Z-Image-Distilled - a Z-Image derivative that keeps diversity while speeding up inference
Contents
what Z-Image-Distilled is
It is a derivative model based on Z-Image that speeds up inference through distillation.
- official page: GuangyuanSD/Z-Image-Distilled - Hugging Face
- Civitai: Z-Image-Distilled
This is a “pure” distilled model. Unlike Z-Image-Turbo, it does not include Turbo weights or style.
basic specs
| item | Z-Image (original) | Z-Image-Distilled |
|---|---|---|
| recommended steps | 28-50 | 10-20 |
| CFG | 3.0-7.0 | 1.0-2.5 |
| diversity | high | medium, but better than Turbo |
| LoRA compatibility | high | high |
| license | Apache-2.0 | Apache-2.0 |
Because good results show up in 10 to 20 steps, it can generate in less than half the time of the original.
recommended settings
CFG: 1.0-1.8 (higher values improve prompt adherence)
Steps: 10 (preview), 15-20 (stable quality)
Sampler: Euler, simple, res_m
LoRA weight: 0.6-1.0
distilled model comparison: Schnell vs Distilled
I wrote in the FLUX.2 Klein article that distillation often reduces diversity. FLUX.1 Schnell is the classic example.

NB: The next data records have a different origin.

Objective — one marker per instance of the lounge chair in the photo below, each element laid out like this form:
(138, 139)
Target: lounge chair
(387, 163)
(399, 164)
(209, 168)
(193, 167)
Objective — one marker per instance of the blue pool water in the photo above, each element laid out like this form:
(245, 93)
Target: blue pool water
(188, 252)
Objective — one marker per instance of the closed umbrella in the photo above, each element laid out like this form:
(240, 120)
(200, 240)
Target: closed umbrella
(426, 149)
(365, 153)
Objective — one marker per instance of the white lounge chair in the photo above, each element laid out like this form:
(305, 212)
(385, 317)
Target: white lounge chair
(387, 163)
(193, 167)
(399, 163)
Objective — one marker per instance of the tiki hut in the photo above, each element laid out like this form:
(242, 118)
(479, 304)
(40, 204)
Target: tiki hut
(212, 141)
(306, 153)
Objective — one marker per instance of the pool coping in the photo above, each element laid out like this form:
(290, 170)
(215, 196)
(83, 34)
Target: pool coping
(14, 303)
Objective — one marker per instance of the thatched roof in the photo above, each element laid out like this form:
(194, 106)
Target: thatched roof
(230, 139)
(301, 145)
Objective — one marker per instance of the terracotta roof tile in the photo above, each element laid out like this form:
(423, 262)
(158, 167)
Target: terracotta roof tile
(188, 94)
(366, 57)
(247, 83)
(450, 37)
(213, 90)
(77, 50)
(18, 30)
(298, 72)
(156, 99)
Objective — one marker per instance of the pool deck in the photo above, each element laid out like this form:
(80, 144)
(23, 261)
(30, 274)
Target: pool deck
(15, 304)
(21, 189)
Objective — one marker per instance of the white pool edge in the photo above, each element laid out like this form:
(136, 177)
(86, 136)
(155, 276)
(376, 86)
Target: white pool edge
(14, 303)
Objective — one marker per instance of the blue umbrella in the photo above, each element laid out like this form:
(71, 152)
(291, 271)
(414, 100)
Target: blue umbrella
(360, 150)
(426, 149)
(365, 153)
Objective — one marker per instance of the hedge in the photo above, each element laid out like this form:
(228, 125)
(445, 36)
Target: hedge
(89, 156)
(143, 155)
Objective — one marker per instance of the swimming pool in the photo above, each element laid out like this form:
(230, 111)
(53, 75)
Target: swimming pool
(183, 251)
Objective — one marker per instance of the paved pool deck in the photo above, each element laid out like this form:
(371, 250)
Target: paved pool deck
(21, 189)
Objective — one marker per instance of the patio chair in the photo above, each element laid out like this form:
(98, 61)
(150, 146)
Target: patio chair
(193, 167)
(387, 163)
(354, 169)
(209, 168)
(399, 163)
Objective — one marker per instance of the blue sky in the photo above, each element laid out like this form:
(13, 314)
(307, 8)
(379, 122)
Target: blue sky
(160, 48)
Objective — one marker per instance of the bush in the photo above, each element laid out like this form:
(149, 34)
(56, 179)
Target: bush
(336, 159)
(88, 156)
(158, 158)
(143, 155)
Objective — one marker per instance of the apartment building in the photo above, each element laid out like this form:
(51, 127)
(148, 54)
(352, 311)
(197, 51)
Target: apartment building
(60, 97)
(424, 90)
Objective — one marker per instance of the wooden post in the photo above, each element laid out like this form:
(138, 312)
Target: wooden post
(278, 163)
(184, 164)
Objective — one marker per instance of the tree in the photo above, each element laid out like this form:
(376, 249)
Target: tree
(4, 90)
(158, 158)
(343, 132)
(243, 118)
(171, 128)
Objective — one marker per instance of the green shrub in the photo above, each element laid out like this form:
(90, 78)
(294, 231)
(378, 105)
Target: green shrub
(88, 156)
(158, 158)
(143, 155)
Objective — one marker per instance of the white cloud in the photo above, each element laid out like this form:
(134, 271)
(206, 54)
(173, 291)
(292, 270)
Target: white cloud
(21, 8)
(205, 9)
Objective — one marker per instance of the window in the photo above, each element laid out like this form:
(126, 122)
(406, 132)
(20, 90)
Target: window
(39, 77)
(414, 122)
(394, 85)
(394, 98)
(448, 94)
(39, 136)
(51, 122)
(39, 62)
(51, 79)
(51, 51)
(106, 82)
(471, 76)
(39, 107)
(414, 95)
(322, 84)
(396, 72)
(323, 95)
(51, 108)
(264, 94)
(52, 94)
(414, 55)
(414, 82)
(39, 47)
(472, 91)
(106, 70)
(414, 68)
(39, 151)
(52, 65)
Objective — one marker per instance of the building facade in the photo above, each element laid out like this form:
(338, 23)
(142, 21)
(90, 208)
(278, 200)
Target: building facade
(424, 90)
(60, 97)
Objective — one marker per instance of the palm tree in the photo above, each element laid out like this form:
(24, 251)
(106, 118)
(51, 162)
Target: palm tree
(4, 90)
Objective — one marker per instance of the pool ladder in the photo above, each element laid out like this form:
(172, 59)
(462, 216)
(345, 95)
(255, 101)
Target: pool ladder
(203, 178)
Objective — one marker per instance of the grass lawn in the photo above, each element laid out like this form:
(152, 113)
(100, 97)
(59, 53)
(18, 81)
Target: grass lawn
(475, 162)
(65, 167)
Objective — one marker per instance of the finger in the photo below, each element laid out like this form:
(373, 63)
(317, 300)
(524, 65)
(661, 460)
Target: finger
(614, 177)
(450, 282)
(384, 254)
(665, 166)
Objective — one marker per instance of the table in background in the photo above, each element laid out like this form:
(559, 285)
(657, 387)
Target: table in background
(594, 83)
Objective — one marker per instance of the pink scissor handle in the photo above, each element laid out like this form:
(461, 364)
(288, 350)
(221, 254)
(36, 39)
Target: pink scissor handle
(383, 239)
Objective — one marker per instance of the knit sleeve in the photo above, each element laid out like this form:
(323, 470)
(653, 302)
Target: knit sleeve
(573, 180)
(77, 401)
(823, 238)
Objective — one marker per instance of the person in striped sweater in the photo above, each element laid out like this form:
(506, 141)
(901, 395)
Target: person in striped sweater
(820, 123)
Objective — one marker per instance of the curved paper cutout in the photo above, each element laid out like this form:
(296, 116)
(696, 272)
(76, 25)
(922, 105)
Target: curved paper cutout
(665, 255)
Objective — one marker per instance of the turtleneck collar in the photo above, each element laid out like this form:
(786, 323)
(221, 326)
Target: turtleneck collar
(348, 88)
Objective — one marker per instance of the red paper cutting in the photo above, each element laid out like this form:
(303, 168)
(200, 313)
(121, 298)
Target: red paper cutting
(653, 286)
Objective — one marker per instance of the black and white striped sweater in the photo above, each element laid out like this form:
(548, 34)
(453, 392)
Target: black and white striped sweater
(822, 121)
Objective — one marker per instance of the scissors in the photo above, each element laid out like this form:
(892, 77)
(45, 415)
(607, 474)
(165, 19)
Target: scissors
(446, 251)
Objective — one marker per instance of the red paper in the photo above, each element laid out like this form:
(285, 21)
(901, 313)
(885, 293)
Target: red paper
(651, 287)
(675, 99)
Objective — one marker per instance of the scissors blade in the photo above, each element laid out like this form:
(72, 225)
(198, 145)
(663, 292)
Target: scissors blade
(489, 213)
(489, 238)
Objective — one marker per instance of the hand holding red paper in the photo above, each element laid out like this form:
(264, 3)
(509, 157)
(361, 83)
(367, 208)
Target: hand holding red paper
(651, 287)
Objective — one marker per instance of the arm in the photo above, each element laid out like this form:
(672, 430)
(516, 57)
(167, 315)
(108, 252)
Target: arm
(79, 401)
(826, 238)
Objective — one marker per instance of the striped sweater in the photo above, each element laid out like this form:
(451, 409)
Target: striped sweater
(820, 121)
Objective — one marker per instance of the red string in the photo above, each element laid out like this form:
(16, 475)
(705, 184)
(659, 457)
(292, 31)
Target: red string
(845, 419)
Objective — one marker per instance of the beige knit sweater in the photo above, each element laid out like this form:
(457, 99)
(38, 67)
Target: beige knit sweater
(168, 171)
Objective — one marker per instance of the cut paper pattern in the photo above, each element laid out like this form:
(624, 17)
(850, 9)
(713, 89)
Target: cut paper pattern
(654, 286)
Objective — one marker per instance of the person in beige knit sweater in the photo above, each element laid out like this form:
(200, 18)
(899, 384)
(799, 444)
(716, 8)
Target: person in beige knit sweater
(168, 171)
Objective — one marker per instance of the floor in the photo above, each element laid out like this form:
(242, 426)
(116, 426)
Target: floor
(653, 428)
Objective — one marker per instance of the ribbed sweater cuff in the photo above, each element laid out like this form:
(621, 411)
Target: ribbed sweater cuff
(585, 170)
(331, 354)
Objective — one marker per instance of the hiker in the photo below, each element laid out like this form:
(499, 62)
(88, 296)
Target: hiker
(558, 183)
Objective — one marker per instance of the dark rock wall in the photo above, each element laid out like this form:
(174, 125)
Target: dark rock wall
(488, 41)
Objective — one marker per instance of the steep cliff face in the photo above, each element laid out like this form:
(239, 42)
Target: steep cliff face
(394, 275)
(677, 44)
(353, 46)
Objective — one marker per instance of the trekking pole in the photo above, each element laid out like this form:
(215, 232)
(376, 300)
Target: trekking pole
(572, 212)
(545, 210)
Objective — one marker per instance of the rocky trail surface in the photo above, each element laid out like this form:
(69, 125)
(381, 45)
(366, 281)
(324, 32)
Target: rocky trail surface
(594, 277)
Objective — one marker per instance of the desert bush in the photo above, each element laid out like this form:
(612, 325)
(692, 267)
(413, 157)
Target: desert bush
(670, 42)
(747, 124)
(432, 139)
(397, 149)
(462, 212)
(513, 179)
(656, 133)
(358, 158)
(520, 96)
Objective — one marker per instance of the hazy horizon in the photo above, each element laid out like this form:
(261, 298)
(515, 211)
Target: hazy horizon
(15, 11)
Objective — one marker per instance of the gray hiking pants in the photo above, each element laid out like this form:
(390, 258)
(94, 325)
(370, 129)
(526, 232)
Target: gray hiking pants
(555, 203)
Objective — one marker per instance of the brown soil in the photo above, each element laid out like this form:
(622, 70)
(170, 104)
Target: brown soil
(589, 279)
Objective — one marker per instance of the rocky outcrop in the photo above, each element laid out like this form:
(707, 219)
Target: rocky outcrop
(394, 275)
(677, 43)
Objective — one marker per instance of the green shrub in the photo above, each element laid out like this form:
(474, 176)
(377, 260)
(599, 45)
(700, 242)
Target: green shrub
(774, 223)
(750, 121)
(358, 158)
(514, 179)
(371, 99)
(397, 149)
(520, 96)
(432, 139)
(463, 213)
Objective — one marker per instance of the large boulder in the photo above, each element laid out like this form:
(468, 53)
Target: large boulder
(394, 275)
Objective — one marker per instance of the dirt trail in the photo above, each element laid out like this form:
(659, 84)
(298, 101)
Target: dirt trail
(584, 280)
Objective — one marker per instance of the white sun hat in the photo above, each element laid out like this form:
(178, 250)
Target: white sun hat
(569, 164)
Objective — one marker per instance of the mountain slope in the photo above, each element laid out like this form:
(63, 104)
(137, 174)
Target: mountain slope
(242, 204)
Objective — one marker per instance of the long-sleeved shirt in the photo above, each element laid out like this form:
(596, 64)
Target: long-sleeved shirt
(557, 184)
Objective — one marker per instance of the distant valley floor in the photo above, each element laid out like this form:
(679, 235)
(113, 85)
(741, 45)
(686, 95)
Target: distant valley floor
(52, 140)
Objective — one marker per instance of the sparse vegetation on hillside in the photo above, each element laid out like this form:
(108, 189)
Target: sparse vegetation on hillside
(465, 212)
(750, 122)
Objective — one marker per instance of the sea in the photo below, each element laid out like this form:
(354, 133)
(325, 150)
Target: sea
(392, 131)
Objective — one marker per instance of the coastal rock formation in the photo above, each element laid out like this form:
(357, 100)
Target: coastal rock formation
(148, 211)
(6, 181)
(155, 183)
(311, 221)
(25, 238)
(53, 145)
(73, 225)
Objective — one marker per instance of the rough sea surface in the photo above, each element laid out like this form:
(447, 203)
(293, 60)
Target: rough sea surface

| model | approach | diversity | speed |
|---|---|---|---|
| FLUX.2 Klein | parameter reduction without distillation | high | somewhat slow |
| FLUX.1 Schnell | distilled for speed | low | fast |
| Z-Image-Distilled | distilled for speed | medium | fast |
The claim is that Z-Image-Distilled keeps diversity even after distillation. In practice, its good LoRA training compatibility suggests it still has plenty of flexibility as a base model.
It is a little slower than Turbo, but if you care about diversity and LoRA compatibility, it is a solid option.
can it run on an M1 Max 64GB machine?
Short answer: yes. Easily.
requirements
- Z-Image Turbo (bf16): 12-16GB VRAM
- Z-Image-Distilled is assumed to be similar
on an M1 Max 64GB
| item | status |
|---|---|
| unified memory | 64GB |
| GPU available | about 48GB, with a 75% limit |
| model requirement | 12-16GB |
| headroom | plenty |
It is much lighter than FLUX.2 Klein, which needs 29GB.
if you still need to reduce memory
If memory is still tight:
- GGUF quantization can run on 6GB VRAM
stable-diffusion.cppcan run on 4GB VRAM in a pure C++ implementation
On an M1 Max 64GB machine, the full model should be fine without quantization.
known limitations
weaker text rendering
Distillation hurts text rendering quality, especially for small text. It is not a good fit if you want to generate logos or signs.
color cast
Some samplers can make the output skew bluish. Changing the sampler or adjusting the prompt helps.
using it in ComfyUI
It is ComfyUI-compatible. The layer prefix is model.diffusion_model.
It supports both Chinese and English prompts.